Nobody buys a masterpiece that might be made in the future – only one that you can see on your account and possess. And sky-high prices for an exclusive product are common in the world of art.
Useless images
There are a lot of inventions in the history of mankind that have changed the world for the better: medicine, electricity, the wheel, means of communication, transportation. Their value is obvious.
But some innovations initially looked like entertainment.
Think about the camera, which meant that people no longer had to make drawings of the world around them. They turned to photographers for portraits, not painters.
Photography went in several directions. Higher resolution images made it possible to study objects at both the macro and the micro-level. Today, everyone has the opportunity to be a a photo artist.
It is rarely the case that technology is applied in the same way. The beauty of a blockchain and NFT is exactly that: while everyone is watching the hype, long-term viable cases are being created.
And let’s not forget that the creation of the camera laid the foundation for impressionism. The need to manually copy the world was no longer there. To be compelling and, as a result, to raise funds for a coffee with friends in Montmartre, artists had to come up with something different, portraying his/her own impression of nature.
Maybe the NFT is the camera that will push artists to rethink their work.
The new experience
“NFTs are bringing new interest and a ‘new aesthetic’ to art with a potential to bypass a lot of the traditional gatekeepers and vetting processes of the physical art world,” says Charles Stewart, CEO of Sotheby’s.
In March, his competitors from Christie’s sold an NFT art object. It was the JPG image for 69.3 million US dollars I mentioned earlier.
In addition to culture and arts, NFTs are also enriching the gaming and sports experience.
Fans love to purchase merchandise at championships, tournaments and buy exclusive collectibles. But due to the Covid-19 pandemic, many events went online.

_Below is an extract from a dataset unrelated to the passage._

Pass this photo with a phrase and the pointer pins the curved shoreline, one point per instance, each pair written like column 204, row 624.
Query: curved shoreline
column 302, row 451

Non-fungible tokens have allowed teams and tournament organisers to create the next-generation merch.
For example, the NBA has created the NBA Top Shot, a digital highlight collection. The 100 Thieves esports team launched NFT cards in parallel with their new limited collection of clothes.
A very fresh example is WePlay Collectibles by WePlay Holding. These are one-of-a-kind digital cards capturing moments from championships for esports fans. Souvenirs enhance interaction between viewers, organisers, teams, the whole community.
In a nutshell, NFTs, at the very least, make people see the millions of opportunities that our time presents. The hype around tokens is natural – each new phenomenon becomes noticeable precisely due to the hype.
But it is practical widespread cases, to which technology moves over time, that demonstrates how long it will be around.
The way top players are integrating NFTs makes us think that these are not just fun, and certainly not a bubble, but our new reality.